Restrictive upbringing: Blum was born in Davenport, Iowa, and moved to Chicago at age 5 with her divorced mother and grandparents. Her family was overprotective and repressive, she said. “I wasn’t allowed to ride horses and go to public beaches. My earliest memory was sitting under the porch on a hot day and hearing my aunt say you’ll amount to nothing,” she recalled.
Chemistry awakening: By fate, Blum discovered her life’s two principal passions at Reed College in Oregon.
One instructor was a 23-year-old woman with a doctorate in chemistry. “She so inspired us” that all four girls in the class later earned doctorates in chemistry, she said. A love of mountaineering sprang up after Blum fell in love with her lab partner, “a handsome, young man from Portland, who one starry night while studying chemistry asked me if I wanted to climb Mt.
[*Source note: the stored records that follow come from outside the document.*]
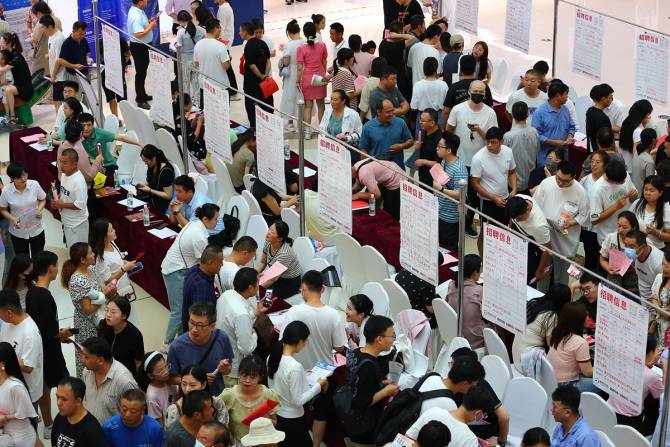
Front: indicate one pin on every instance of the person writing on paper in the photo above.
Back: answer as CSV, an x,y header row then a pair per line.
x,y
289,380
278,249
22,202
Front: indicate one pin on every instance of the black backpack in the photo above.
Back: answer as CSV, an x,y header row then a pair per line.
x,y
404,410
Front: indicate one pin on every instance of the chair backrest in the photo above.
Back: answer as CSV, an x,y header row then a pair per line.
x,y
626,436
242,212
378,296
495,346
526,400
292,219
497,374
304,250
398,299
597,413
254,207
257,229
447,320
376,268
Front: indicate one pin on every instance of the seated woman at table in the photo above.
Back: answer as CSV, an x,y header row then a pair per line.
x,y
569,352
22,202
160,178
278,249
541,316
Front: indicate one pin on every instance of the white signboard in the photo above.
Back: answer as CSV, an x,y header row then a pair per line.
x,y
505,293
621,340
159,74
517,24
588,50
418,232
335,183
217,120
467,15
113,67
270,150
651,67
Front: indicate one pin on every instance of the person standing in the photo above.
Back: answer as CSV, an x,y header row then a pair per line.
x,y
140,28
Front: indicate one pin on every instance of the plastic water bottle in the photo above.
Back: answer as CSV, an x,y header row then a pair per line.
x,y
145,215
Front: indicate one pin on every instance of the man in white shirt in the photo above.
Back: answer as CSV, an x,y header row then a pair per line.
x,y
648,261
72,199
235,315
244,251
564,203
326,326
422,50
476,403
20,331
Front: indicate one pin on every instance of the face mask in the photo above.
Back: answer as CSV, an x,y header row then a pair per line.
x,y
630,253
477,98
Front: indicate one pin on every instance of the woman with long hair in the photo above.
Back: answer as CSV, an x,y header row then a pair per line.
x,y
87,296
569,351
288,379
160,177
15,404
542,314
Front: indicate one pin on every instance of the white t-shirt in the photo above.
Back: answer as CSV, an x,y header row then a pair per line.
x,y
419,53
462,115
493,170
647,271
55,43
429,94
73,190
27,342
211,55
326,331
461,436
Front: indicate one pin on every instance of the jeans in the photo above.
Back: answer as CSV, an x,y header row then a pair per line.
x,y
174,283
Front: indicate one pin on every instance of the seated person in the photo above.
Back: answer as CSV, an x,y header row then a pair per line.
x,y
278,249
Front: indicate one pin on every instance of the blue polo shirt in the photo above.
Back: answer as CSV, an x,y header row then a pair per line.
x,y
580,435
551,124
376,138
148,434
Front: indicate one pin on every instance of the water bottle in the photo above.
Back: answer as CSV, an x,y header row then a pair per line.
x,y
145,215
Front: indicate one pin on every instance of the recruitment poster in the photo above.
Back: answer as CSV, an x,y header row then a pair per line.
x,y
335,183
270,150
418,232
621,340
505,296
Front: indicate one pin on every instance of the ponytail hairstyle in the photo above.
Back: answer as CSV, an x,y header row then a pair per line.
x,y
309,30
294,333
185,16
78,253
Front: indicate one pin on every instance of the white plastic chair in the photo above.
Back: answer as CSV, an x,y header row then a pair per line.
x,y
625,436
526,401
497,374
304,251
378,296
597,413
495,346
398,299
257,229
292,219
376,267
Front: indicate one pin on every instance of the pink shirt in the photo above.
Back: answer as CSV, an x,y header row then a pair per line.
x,y
566,358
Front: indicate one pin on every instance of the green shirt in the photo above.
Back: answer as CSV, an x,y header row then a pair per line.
x,y
103,137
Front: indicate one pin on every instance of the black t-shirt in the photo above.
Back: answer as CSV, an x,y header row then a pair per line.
x,y
256,52
595,119
458,93
85,433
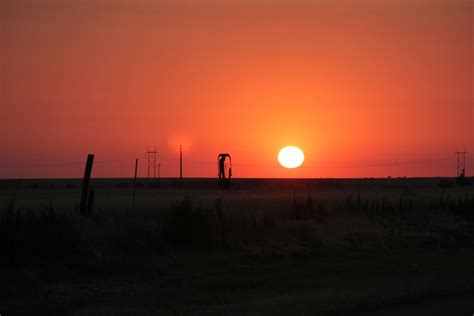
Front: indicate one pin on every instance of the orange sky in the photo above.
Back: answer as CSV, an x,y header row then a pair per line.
x,y
365,88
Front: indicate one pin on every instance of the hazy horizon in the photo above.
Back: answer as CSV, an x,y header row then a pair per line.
x,y
364,88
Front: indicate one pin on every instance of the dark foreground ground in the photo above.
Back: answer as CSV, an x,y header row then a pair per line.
x,y
264,247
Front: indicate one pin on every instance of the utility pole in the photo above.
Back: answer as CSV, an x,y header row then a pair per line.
x,y
181,165
461,163
151,156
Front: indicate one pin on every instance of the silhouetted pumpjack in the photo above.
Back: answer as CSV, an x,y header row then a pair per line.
x,y
221,159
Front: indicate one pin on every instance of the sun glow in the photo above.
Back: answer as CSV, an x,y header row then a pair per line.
x,y
291,157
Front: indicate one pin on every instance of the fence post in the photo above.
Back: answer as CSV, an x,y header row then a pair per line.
x,y
90,202
134,184
85,184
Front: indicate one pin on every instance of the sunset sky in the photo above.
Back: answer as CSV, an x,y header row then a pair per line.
x,y
364,88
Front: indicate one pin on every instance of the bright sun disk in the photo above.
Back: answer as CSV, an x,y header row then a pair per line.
x,y
291,157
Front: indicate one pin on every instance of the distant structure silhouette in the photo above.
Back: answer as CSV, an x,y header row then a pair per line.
x,y
151,155
461,167
221,165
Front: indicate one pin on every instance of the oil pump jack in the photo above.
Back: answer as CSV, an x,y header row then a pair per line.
x,y
224,169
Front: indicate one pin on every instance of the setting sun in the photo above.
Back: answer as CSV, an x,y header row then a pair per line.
x,y
291,157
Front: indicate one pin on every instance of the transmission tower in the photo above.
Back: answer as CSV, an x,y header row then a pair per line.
x,y
151,156
461,163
Hood, and I said, sure.”
The upshot, Blum said, is “I fell in love with mountain climbing and him.” Blum and John Hall remained friends until his death in a Yukon Territory avalanche in 1971.
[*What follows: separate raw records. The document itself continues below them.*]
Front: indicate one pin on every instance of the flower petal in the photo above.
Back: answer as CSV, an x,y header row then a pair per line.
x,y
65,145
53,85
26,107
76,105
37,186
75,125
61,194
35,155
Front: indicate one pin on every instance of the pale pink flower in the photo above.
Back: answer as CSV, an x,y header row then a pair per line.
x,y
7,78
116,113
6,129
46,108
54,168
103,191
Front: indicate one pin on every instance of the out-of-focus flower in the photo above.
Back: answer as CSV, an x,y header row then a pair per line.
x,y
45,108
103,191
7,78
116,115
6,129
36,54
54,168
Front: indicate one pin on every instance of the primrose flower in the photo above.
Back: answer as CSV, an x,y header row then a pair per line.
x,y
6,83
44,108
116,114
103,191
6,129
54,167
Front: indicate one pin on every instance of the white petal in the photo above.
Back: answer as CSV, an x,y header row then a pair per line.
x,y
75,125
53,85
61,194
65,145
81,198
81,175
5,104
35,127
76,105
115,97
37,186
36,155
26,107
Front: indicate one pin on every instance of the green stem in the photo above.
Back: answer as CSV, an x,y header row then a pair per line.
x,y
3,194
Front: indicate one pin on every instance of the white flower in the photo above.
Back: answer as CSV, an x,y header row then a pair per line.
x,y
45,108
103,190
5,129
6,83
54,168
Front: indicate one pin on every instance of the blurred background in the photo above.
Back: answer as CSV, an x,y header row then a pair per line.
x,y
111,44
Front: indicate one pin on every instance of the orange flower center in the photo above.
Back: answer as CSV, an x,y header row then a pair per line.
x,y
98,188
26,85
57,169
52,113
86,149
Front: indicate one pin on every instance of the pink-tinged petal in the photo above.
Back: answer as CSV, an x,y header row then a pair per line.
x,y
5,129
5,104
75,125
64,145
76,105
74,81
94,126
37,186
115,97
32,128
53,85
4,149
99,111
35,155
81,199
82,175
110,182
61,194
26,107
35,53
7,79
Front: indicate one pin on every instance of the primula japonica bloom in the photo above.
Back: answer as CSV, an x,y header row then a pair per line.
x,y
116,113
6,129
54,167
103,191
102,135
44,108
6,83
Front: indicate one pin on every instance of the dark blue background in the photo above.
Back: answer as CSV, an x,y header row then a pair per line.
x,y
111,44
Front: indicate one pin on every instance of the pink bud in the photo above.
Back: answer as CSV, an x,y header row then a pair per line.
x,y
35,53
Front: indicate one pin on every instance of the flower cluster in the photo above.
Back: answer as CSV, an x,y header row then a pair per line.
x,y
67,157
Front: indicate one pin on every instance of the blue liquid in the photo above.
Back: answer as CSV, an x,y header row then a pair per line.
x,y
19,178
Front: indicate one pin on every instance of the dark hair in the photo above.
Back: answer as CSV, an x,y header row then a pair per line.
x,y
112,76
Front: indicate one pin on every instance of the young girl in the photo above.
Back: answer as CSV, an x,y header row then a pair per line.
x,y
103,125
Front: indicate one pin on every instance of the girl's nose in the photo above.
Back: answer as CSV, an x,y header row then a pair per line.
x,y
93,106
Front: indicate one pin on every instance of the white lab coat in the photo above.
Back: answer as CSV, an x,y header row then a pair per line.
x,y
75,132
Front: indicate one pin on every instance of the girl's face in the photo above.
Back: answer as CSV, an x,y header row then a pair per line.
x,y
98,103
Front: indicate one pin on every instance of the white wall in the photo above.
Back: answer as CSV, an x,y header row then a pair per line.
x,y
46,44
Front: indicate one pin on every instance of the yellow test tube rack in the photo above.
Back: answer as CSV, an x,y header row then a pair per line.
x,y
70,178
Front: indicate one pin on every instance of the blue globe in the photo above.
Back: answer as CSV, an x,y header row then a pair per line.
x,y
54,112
Endless winter: After earning her doctorate, Blum got a new inspiration watching a popular surfing film, “Endless Summer.” The Bruce Brown movie was about a pair of surfers who circled the globe, looking for the perfect wave. “I decided to have an endless winter by going around the world looking for the perfect mountain,” she said. “I became a skilled climber” at age 26.
Big mountains: Following her year of wandering, Blum started post-doctorate research at Stanford into the health effects of now-banned flame retardants in kids’ sleepwear. Meanwhile, she was selected as the first American woman to join an expedition to climb Mt. Everest. She made it as high as 24,500 feet on the planet’s tallest peak but wasn’t selected to push for the summit.
Two years later, she organized a team of 14 women to ascend 26,200-foot Annapurna I, which has the greatest fatality rate of the world’s 14 highest mountains with more than 52 deaths.
Two of the women and two Sherpa guides made it to the top, but two other women fell to their deaths. “We don’t know what happened,” said Blum, who didn’t reach the summit. “You lose your focus for a minute. There’s a slip, an avalanche.”
Author: Blum has published two award-winning books: “Annapurna: A Women’s Place” and her autobiography, “Breaking Trail: A Climbing Life.”
Mother: The birth of a daughter, Annalise, in 1987, caused Blum to scale back her mountain climbing. “Since I became a mom, I haven’t done anything life-threatening,” she said. “I did a little peak in Poland last September.” While raising Annalise as a single mom, she concentrated on writing “Breaking Trail,” running an adventure travel business and providing leadership training for Silicon Valley executives.
Back to science: Blum returned to science in 2007, when she founded and became executive director of the Green Science Policy Institute, a nonprofit think tank in Berkeley that educates consumers and policymakers about how to reduce toxins in furniture, baby products, electronics and other household goods.
In 2011, she became a visiting scholar in chemistry at UC Berkeley. Blum’s and the institute’s most significant achievement, to date, was providing research and experts that helped spur a decision by Gov. Jerry Brown to order a change in California furniture flammability standards. New regulations are expected to reduce levels of harmful chemicals in homes and offices.
Life’s lesson: Vision and a good team are the keys to success, whether it’s climbing a mountain or making furniture safer, Blum said. “You go slowly up the mountain, step by step,” she said. “There are storms and avalanches, but you keep plodding up the mountain to make it to the top.”